Reality is engaged with only when you have secret tricks or hacks so that any game can be ended at will. When you engage in games as a gamemaster it is no longer a game, it is boring.

Executives use similar methods to create an image of perfection. This is actually good and necessary as their main function is to create games for others as a bubble while also siphoning value. Without the game, the master-slave dynamic is too raw.

Perfectionists are people who don't play games they don't think they can win. This can stifle learning, create aloofness, and make for a boring and meaningless life. At its core it is an illusion of the self having more control over reality than a human possibly can. It is a desire to be closer to God and so gives up some humanity. (which is necessarily imperfect)
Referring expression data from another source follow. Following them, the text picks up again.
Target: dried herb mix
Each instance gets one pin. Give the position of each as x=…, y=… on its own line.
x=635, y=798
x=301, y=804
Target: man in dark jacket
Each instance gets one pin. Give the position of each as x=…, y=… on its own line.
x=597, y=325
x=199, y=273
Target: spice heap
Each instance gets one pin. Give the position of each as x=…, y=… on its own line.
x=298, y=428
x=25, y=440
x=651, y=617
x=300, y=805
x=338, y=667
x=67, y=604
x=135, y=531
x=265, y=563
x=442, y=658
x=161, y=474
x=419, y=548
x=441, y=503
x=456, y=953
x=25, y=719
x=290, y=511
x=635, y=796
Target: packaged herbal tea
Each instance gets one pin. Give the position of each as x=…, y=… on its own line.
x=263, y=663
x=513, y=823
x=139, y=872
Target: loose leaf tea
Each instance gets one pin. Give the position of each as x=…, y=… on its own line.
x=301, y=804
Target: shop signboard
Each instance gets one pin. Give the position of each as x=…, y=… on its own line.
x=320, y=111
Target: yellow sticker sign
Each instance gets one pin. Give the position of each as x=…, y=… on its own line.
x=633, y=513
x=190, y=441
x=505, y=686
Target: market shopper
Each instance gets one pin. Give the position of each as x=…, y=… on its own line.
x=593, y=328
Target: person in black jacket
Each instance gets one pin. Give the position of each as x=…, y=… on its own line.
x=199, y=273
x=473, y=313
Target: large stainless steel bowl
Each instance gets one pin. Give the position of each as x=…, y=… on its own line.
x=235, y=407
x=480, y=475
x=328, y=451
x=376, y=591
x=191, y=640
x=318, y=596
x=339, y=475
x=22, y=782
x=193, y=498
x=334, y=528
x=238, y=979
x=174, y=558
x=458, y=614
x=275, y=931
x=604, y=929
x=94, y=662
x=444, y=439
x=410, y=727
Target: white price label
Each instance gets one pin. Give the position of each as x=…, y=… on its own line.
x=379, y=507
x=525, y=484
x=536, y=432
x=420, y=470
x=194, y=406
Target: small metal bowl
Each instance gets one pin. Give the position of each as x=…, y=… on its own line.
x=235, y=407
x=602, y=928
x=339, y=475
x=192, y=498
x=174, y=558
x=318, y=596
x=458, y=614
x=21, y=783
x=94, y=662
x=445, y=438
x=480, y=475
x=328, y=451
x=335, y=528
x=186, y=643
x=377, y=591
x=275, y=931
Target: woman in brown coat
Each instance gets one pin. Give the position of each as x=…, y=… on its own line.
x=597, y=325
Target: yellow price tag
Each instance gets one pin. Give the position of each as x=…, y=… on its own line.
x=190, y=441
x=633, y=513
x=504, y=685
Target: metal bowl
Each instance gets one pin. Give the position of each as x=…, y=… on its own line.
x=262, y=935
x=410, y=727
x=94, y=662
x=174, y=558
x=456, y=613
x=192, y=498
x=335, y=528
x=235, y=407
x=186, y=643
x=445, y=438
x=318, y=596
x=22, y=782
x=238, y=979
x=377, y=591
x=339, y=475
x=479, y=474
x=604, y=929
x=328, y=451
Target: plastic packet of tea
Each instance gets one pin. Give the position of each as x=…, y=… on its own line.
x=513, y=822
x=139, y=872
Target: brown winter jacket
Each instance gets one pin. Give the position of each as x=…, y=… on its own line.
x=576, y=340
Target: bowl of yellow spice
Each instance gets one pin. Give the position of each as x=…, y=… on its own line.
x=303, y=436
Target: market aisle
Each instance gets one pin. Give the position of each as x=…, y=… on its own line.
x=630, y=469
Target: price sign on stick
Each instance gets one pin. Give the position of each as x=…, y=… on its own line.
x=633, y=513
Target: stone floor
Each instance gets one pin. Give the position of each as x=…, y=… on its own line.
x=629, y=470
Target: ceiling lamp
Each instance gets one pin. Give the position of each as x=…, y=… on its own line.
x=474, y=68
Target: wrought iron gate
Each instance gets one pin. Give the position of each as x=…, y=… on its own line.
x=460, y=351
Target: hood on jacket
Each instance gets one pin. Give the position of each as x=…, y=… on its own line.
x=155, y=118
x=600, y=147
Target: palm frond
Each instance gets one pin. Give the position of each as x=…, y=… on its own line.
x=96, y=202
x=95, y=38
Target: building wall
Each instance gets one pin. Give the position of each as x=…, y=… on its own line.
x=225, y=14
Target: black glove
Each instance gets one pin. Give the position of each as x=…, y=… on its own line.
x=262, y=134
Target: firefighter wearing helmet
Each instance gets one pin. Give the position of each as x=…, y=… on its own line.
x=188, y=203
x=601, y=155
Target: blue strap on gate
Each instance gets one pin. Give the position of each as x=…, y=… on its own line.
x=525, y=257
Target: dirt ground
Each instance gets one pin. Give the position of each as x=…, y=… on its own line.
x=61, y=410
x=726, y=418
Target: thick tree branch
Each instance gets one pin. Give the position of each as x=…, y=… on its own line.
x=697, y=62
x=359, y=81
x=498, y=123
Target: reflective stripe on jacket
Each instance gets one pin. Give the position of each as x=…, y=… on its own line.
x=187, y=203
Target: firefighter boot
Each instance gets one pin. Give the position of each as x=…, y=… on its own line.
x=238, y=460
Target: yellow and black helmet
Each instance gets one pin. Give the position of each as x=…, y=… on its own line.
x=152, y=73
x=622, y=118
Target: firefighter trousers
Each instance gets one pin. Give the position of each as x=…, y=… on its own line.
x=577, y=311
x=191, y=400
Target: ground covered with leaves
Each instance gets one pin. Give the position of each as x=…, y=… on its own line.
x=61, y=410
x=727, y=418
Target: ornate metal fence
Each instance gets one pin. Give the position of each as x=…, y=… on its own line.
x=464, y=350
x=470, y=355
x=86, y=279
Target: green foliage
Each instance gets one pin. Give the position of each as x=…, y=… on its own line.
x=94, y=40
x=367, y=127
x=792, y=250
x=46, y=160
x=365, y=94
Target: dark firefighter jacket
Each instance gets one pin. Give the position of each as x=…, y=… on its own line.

Of course, when pushing or expanding the limits of humanity, pefectionism can sometimes be good. Shutting yourself in for a while can be very useful for creation. Learning is not necessary as the act is of the self, the raw knowledge being acquired already. Meaning is also not necessary because it is self-generating.

However to lock in that meaning, what is created must eventually be released and tested in the world. The 2 way interaction within a network is what creates larger meaning. Small releases are like small strategic bets. Big releases (perfectionism)are like going all in and hoping for the best.

"Perfectionists are people who don't play games they don't think they can win."

I think you defined the opposite of a gambler more than a perfectionist here. As in, most normal people.

Perfectionists are people who don't play a game they do not completely master. Also attempt to hide eons of practice and mistakes to appear saintly. This is a vast difference.